Sentiment Analysis

In order to make predictions around whether tweets are correlated with a given state’s happiness ranking, the raw text of the individual tweets needed to be analyzed to determine the general opinion of the content. We did this by leveraging existing algorithms in Python3 to determine the Twitter Users’ attitude, and strength of their sentiment, in a given tweet.

Approach

Using the Python3 package VADER, a lexicon of positive and negative words was created. The frequency of these words was then counted in each tweet and recorded. As described in Cleaning and Preparing the Twitter Data, the sentiment of each tweet was assigned into four classes: Positive, Negative, Neutral, and Compound, and then binned into 5 categories, Very Negative, Little Negative, Neutral, Little Positive, Very Positive. For more details on this, refer to the Binning the Twitter Data Section.

Sentiment Exploratory Analysis

To confirm that the sentiment was correctly assigned by the  Python3 package VADER, a sample of 50 tweets was randomly gathered and hand-labeled for sentiment. Additional detail on the specifics of this analysis are outlined in the table below.

Based on the sample of tweets from the Twitter Data, we found that only 8%, or 4 tweets, contained a sentiment assignment very far off from what was hand-assigned. All 4 of these discrepancies were of the case that the tweet was hand-assigned as ‘Negative’, but assigned by the VADAR algorithm as ‘Very Positive’ – suggesting that the VADAR algorithm may have a slight preference towards the positive. This could potentially be explained by the issue of detecting sarcasm, which continues to be both a problem for hand assignment and in algorithm application.

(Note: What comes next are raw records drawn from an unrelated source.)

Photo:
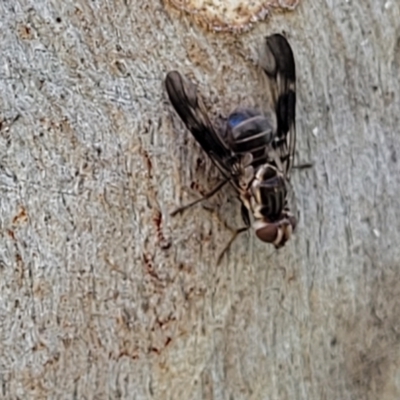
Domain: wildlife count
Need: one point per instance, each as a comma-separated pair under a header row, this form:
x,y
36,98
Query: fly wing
x,y
183,96
278,63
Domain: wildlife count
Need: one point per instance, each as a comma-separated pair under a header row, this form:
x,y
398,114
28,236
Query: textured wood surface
x,y
104,295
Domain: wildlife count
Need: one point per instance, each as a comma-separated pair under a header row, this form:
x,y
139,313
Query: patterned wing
x,y
183,96
279,65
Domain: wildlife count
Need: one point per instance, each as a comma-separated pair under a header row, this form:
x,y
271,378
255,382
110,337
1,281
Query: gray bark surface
x,y
104,295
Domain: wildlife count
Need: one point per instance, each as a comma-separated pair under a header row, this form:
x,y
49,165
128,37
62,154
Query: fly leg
x,y
237,232
206,196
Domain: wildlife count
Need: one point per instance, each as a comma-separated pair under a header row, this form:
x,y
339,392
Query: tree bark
x,y
104,295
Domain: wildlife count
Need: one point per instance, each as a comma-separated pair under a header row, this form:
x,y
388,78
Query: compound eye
x,y
267,233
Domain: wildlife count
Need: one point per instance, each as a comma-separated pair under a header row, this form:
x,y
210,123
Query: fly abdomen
x,y
268,193
248,131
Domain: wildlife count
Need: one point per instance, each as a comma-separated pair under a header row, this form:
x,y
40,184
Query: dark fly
x,y
254,151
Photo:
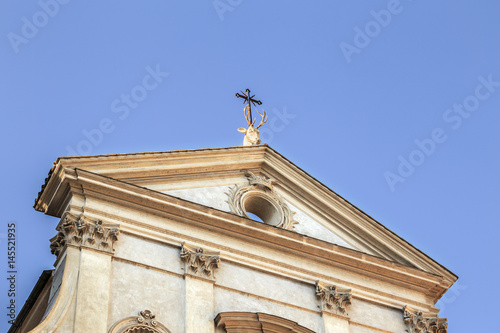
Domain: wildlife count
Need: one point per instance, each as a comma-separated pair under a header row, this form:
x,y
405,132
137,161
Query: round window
x,y
261,207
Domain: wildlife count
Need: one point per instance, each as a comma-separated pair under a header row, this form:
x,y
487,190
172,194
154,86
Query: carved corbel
x,y
199,262
417,323
332,298
84,232
144,322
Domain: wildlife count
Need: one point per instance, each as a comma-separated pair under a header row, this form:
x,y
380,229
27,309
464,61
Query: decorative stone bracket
x,y
333,299
84,232
199,262
143,323
417,323
259,198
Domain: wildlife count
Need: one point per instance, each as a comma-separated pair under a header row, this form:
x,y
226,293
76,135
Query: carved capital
x,y
199,262
145,322
84,232
147,318
417,323
333,299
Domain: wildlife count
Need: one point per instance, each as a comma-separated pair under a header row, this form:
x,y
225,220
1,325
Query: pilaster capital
x,y
417,323
81,232
199,262
332,298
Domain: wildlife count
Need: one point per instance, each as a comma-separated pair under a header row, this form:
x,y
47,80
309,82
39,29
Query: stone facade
x,y
164,242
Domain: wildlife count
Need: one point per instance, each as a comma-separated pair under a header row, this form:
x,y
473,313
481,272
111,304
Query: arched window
x,y
241,322
144,323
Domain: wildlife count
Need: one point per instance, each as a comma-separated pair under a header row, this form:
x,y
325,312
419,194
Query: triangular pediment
x,y
211,178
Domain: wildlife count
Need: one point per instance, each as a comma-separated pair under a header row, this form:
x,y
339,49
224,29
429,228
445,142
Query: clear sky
x,y
392,104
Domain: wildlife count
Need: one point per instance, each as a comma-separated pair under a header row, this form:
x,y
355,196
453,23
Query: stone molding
x,y
332,298
143,323
199,262
243,322
417,323
263,188
84,232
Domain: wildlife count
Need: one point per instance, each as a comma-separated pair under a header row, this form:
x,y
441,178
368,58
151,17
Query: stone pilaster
x,y
333,304
417,323
199,277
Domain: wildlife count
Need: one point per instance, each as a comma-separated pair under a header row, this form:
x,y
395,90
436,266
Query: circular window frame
x,y
260,199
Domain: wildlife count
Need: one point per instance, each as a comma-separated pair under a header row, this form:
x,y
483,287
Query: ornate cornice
x,y
260,188
417,323
199,262
84,232
333,299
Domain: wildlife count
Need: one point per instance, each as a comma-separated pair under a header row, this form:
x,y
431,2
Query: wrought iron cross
x,y
249,100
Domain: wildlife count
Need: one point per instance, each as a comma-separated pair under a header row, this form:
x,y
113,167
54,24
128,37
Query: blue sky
x,y
392,104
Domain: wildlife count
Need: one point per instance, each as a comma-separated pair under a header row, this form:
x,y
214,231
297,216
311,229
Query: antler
x,y
264,119
247,116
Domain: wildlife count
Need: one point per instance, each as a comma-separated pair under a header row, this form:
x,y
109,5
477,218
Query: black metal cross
x,y
249,100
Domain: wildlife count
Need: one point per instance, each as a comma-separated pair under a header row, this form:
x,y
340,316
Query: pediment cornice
x,y
75,183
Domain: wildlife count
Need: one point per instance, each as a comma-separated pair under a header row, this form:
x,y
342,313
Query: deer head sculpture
x,y
252,134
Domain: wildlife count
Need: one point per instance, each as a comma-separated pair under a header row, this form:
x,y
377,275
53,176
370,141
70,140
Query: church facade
x,y
235,239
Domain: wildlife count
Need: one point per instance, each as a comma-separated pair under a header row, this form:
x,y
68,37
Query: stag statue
x,y
252,134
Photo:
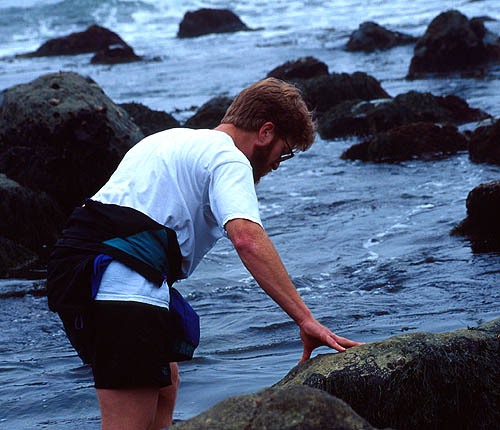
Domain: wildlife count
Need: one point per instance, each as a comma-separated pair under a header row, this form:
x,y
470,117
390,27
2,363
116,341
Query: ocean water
x,y
367,245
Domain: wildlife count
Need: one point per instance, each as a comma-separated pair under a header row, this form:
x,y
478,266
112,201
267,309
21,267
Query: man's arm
x,y
260,257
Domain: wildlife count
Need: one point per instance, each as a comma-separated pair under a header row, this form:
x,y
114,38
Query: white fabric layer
x,y
124,284
192,181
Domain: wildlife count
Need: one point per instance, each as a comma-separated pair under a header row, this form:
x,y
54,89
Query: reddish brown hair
x,y
275,101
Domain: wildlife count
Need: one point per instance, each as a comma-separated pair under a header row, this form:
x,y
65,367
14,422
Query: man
x,y
197,185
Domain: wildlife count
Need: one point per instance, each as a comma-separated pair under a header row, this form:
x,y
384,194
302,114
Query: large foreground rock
x,y
95,38
481,225
364,118
484,145
297,407
371,36
210,114
415,380
420,140
451,43
62,135
206,21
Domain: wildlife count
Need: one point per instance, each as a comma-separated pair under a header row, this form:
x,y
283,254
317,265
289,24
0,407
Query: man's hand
x,y
313,334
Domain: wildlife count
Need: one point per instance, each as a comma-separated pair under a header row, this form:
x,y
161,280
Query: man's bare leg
x,y
139,408
166,400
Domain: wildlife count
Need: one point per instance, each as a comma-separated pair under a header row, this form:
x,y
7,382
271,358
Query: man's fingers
x,y
305,355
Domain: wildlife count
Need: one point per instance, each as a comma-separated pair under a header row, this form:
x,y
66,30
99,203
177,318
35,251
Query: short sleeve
x,y
232,193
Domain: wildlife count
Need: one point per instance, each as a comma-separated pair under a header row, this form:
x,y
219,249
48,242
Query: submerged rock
x,y
481,225
62,135
484,144
451,43
324,92
419,140
294,408
206,21
115,54
364,118
31,219
210,114
371,36
303,68
94,38
416,380
150,121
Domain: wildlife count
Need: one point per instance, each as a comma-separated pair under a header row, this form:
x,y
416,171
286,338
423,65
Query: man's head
x,y
278,102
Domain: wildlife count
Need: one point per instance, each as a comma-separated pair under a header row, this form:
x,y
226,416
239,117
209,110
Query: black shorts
x,y
126,343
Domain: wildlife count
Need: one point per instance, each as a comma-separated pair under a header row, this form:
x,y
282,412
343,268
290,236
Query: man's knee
x,y
174,375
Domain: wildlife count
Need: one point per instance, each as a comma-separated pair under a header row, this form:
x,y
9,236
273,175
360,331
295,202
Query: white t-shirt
x,y
192,181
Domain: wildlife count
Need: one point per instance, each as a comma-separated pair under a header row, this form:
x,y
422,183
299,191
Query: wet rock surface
x,y
115,55
481,225
324,92
210,114
484,144
150,121
303,68
452,43
415,380
371,36
419,140
94,38
355,117
297,407
206,21
62,135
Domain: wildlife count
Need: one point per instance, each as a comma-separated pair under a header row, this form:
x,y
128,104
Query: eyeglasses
x,y
286,156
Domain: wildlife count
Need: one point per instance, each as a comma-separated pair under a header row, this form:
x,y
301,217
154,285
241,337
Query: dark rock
x,y
61,134
371,36
365,118
94,38
481,225
484,144
150,121
415,380
454,43
325,92
422,140
30,224
115,54
206,21
15,258
297,407
30,218
303,68
210,114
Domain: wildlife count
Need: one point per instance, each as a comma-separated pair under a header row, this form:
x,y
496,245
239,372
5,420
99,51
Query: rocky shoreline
x,y
410,381
61,136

Based on the minimal percentage of discrepancies in the sample of tweets, it was determined that the VADAR algorithm sufficiently determined the sentiment of the raw tweet text.

 

Sentiment Prediction Question – Can the count of friends, count of followers, count of favorites, count of retweets, and result type of a given tweet be predicted by the sentiment label of the tweet?

Hypothesis Description: Researchers looked to determine if applying Random Forests, KNN, SVM, and Decision Trees could identify patterns in the Twitter data.

Null Hypothesis: The average of compound scores by new label are equal.

Alternative Hypothesis: The average of compound scores by new label are not equal.

Purpose: If the null hypothesis is not rejected, researchers can conclude that the predictive models can identify a pattern in {followers_count, friends_count, fav_count, retweet_count} to predict sentiment labels.

If random forests, KNN, decision tree can identify the patterns in the attributes {followers_count, friends_count, fav_count, retweet_count}, the average compound scores for the new labels will have a noticeable differences and will be prone to the average compound score of original labels. However, if the null hypothesis is incorrect and a pattern cannot be identified, then the predictions will be wrong, and a new label would have equal chance to be any label. For example, if the original label of a tweet is {very negative} and a pattern cannot be identified by the predictive model, then its new label will be equal chance to be {Very negative, little negative, neutral, little positive, very positive}. As a result, the average compound scores of new labels will be the same because the new labels are randomly permuted by the predictive models’ inability to identify a pattern.

Hypothesis Tests: (Note: ROC curves are not included because this is a multiclass classification)

  1. Random Forest: A random forest is a machine learning technique that fits a number of decision tree classifiers on various sub-samples of the dataset and use averaging to improve the predictive accuracy and control over-fitting.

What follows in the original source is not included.